The FCA has fined Canara Bank £896,100 for anti-money laundering systems failures and has imposed a restriction preventing it from accepting deposits from new customers for 147 days.  Canara is the UK branch of the Indian state owned bank with branches in London and Leicester.

In November 2012 and March 2013, Canara was visited by the FCA which found serious weaknesses in its AML systems and controls.  However, Canara then notified the FCA that it had taken steps to remedy the weaknesses identified.

In 2015 the FCA revisited Canara and discovered that remedial action by the bank was ineffective in a number of respects.  Further significant weaknesses in systems and controls were identified and the PRA (in cooperation with the FCA) appointed a skilled person under s166 of the Financial Services and Markets Act 2000 to report on Canara.  In January 2016 the skilled person provided a report setting out multiple failings.  These failings were accepted by the bank and included the following:

  • Canara did not have an adequately designed or effective three lines of defence structure – first and second line functions were performed by the same compliance staff and the third line internal audit function was largely limited to "a 'tick box' exercise of a checklist provided by Canara Bank Head Office."
  • Canara's documented risk assessment was not appropriately designed or effective including a lack of evidence or risk assessment across all customer types, including insufficient information on the purpose and intended nature of the business relationship.
  • Canara's AML manual 2015 was not fit for purpose in respect of ongoing transaction monitoring; "...they don't provide clarity on the procedures to be undertaken by the user. The fragmented nature of the manual, vague language used, lack of supplementary guidance and formatting errors, detrimentally affects the usability of the manual."
  • There was a lack of detailed understanding of the AML requirements with an impact on Canara managing its AML risk at all levels, including significant gaps with respect to risk assessing customers, conducting customer due diligence and enhanced due diligence and on-going monitoring. Transaction monitoring was inadequate including an overreliance on sampling.
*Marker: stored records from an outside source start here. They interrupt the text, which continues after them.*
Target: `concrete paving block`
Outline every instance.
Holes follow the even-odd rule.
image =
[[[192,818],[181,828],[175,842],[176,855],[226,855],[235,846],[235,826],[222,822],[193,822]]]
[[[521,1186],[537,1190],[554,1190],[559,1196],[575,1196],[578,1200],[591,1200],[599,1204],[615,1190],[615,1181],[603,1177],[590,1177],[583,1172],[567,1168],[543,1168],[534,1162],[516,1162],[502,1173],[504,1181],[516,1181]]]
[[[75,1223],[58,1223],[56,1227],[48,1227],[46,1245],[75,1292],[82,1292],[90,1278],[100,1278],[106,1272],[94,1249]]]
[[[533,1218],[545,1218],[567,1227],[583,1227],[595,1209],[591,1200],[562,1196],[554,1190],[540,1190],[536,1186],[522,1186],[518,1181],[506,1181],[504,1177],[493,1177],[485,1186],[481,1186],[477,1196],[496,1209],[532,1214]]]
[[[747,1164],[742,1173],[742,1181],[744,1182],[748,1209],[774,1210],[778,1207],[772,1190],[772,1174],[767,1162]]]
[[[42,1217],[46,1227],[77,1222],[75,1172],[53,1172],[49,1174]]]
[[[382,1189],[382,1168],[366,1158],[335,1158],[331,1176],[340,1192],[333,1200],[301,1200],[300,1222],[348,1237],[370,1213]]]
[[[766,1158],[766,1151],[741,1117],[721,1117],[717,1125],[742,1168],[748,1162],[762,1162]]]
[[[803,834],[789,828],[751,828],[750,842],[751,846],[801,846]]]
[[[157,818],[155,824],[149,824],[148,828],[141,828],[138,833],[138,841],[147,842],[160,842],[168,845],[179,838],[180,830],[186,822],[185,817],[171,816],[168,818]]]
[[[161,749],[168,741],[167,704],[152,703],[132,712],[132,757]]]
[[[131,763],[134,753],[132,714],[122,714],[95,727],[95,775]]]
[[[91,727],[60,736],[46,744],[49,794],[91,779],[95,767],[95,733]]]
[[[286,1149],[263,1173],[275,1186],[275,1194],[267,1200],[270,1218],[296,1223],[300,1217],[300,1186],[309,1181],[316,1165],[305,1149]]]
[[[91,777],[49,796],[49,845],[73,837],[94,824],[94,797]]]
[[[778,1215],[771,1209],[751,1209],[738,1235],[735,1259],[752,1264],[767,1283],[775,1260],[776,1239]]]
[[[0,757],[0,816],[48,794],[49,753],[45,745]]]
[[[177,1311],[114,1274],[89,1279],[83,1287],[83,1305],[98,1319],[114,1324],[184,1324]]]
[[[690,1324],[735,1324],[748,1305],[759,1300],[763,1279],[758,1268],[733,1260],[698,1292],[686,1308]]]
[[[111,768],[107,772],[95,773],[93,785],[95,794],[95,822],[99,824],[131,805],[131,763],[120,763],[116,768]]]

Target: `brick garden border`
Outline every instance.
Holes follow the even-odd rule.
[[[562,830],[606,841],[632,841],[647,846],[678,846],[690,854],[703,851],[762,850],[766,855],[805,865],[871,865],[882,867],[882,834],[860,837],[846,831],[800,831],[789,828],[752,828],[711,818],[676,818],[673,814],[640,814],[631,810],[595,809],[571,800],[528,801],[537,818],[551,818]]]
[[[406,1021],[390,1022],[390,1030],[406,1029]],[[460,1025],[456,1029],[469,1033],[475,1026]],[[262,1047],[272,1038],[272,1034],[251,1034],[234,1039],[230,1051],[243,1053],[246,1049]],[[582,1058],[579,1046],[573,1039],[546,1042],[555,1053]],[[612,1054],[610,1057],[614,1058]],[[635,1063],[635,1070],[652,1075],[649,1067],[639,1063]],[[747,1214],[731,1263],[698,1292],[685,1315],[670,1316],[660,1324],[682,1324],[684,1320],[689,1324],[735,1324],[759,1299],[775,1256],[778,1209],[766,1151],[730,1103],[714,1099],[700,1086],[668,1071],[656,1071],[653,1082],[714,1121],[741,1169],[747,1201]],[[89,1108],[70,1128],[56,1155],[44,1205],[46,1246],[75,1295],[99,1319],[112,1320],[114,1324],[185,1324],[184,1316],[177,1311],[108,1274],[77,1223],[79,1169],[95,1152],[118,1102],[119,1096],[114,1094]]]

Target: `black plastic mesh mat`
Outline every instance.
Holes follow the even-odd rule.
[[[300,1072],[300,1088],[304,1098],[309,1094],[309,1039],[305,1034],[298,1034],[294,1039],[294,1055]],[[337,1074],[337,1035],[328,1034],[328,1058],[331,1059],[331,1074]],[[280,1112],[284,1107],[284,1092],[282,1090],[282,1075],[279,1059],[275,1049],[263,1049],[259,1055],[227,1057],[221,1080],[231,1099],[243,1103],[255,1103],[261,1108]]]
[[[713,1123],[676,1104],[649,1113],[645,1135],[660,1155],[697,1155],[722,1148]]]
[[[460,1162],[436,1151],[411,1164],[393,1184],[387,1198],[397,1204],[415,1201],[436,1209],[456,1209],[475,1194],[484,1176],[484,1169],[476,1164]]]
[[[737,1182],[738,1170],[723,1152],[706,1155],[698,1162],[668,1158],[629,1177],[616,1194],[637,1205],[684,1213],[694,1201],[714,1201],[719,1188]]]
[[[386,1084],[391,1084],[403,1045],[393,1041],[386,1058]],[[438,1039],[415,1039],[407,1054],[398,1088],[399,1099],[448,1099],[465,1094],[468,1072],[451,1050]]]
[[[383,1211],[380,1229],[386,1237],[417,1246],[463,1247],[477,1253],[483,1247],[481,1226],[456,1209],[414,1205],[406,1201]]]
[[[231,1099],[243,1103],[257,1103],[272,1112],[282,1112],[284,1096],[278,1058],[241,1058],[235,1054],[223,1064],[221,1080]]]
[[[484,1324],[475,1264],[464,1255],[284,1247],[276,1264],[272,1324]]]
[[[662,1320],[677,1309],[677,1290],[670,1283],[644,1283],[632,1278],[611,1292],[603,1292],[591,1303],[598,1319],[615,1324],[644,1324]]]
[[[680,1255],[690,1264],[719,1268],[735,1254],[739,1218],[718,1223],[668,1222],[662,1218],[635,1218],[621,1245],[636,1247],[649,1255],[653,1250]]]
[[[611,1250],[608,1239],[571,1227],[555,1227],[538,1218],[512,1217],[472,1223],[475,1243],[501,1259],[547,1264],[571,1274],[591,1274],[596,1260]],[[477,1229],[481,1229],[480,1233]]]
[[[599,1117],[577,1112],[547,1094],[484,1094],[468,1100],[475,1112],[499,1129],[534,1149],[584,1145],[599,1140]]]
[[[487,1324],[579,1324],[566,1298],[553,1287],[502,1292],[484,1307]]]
The FCA was particularly scathing of senior management who were unable to articulate the level of understanding expected of requirements in relation to AML.  Canara's senior management did not review or test the remediation action taken following the 2012/2013 visit in order to ensure that the required steps had been taken or to ensure that the remediation was effective.

The FCA found that a culture of minimal or non-compliance was allowed to persist within Canara. There was also no evidence that money laundering risks or adverse media related to its customers were considered by senior management of Canara during the on-boarding process or subsequently, even when identified. Senior management oversight of the Leicester branch was particularly deficient – for example it had taken almost four years for Canara to detect that sanctions screening of customers in Leicester had not been conducted.

Comment

A common approach of overseas banks is to second senior management from the home country to the UK for limited periods of time.  For a global bank there are advantages in senior staff obtaining experience of different areas of the bank and ensuring consistency across the group.  However, whilst not forbidding this practice, the FCA clearly does not like it and in the case of Canara found that this practice contributed to its failings.  At the very least the FCA expects such executives to receive extensive training on UK regulation before they commence work and we are seeing the PRA and FCA being much more stringent in approving bank senior executives than previously.

A familiar pattern in FCA AML enforcement cases is firms receiving external feedback (from the FCA, auditors or others) on serious deficiencies in AML systems and controls but failing to remedy those identified problems.  The FCA won't usually give firms a second chance and enforcement typically results, as it did with Canara.

A feature of this case is that following the FCA's notification to Canara in 2012/2013 of "serious weaknesses in its AML systems and controls" an internal report from the money laundering reporting function stated that "The initial feedback from the FSA at the end was positive highlighting some minor procedural deficiencies which have been set right".  We have seen other occasions where firms have failed to appreciate the seriousness of AML failings identified in FCA feedback.  This may be a feature of how the FCA tends to report back to firms – typically highlighting areas of good practice in firms before setting out areas for attention. This can have the effect of downplaying the failings.  There may also be a tendency for those parts of a firm which do receive criticism from a regulator to downplay the findings.  Where firms do receive notification of areas of concern from regulators, senior management needs to scrutinise the findings and seek an independent assessment if necessary.

Although this case predates the senior managers regime, the FCA notice focusses heavily on failings by senior management.  Given the FCA's focus on individual responsibility it is likely that individuals at Canara will also be the subject of investigation and possible enforcement action.